I would take two different steps, but they’re closely related. First, I would make sure that we had a really robust business analyst group. We have plenty of project managers, but they tend to be more like taskmasters: Did this meeting get scheduled, did this task get completed? It’s not so much about analyzing opportunities to embed technologies or to leverage standard platforms.
My second thought is to bake in the governance strategy at the front end, with a formalized team including data governance specifically. Particularly in the public sector, we need to think about data security, privacy concerns, data reporting. Data integrity with integrated systems is really critical, and right now it tends to be an afterthought.
That would include some automation as well. If you’re starting from scratch, you would probably have standard platforms, a standard data dictionary, perhaps AI tools with retention rules baked in.
Why would this approach be better than your present setup, or better than the current norms?
The reality of public-sector budgeting is that it tends to be driven by budget cycles, whether it’s a one-year cycle, as with most jurisdictions, or some now have a two-year cycle. Either way, you’re always planning at least a year ahead. What tends to happen is technologies get replaced in alignment with those budget cycles, rather than holistically on a platform-by-platform basis.
If you were starting from scratch with business analytics, governance structures and a common platform, a common data dictionary, then you would add features for specific processes. It’s just a better design than if you build out each of those separate processes with a separate project charter.
It’s not just a pure tech advantage. It’s also a practical advantage in terms of prioritization. Who decides which projects you should focus on? By having that business analytics and a governance structure, along with the common platforms and data structures, you’re much more likely to get the right answer in terms of focusing on the stuff that matters most, first. Rather than giving projects priority just because there’s money available, you would instead be putting the highest priority projects first.
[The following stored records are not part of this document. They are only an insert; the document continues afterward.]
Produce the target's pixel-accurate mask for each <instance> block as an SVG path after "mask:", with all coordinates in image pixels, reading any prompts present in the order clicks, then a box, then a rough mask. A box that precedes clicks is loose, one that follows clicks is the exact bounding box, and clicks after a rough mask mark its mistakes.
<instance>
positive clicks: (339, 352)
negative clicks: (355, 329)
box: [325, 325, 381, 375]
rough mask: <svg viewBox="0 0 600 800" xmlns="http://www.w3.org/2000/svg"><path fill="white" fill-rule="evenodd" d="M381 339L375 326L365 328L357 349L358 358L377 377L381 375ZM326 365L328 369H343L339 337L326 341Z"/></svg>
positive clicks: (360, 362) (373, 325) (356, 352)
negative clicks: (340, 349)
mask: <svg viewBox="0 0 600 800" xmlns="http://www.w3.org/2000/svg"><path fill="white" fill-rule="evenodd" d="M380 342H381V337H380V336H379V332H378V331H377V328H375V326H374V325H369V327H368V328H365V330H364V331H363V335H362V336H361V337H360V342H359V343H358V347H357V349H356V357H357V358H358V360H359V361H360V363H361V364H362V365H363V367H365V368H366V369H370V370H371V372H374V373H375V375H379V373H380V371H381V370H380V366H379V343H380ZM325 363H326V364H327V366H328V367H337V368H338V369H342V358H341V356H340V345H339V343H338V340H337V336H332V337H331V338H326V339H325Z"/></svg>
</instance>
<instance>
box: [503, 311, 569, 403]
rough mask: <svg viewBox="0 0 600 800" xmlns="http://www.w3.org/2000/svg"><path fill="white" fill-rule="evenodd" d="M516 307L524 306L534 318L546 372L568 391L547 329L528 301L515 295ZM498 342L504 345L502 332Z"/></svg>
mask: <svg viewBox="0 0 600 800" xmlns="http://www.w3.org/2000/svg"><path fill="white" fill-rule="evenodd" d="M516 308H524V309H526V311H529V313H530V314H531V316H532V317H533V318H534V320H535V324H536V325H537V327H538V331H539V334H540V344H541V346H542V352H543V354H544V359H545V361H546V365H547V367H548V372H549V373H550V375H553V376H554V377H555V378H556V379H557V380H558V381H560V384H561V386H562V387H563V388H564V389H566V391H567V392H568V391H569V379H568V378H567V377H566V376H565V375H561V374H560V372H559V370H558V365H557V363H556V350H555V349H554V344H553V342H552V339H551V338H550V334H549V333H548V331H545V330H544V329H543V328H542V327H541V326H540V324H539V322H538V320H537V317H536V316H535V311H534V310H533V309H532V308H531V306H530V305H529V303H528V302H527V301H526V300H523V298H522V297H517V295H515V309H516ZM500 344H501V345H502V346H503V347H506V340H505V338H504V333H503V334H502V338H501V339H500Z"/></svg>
What challenges would this new model encounter, and how could these be overcome? What would it take to make this real?
There are very real barriers to this. One is always money: Not just budget availability in the sense of revenue versus expenses, but also in terms of priorities. In government, prioritizing IT hires versus jail guards or nurses at the hospitals is always a real struggle.
We’re not necessarily at the forefront of the policymakers’ minds in terms of areas to invest in. That’s been historically true. In the context of data governance, I just don’t think that it is viewed by all executives as being critical.
It needs a paradigm shift, by which I mean that IT needs to be seen as a strategic partner. It can’t be an afterthought. When IT is seen as a partner — we are here to leverage technology, to make that vision a reality — then people can see the importance in investing in this kind of organizational infrastructure.
Tom Lynch has worked for Cook County IT since 2014 and served as CIO since 2018. His previous work includes public- and private-sector roles in the Chicago area.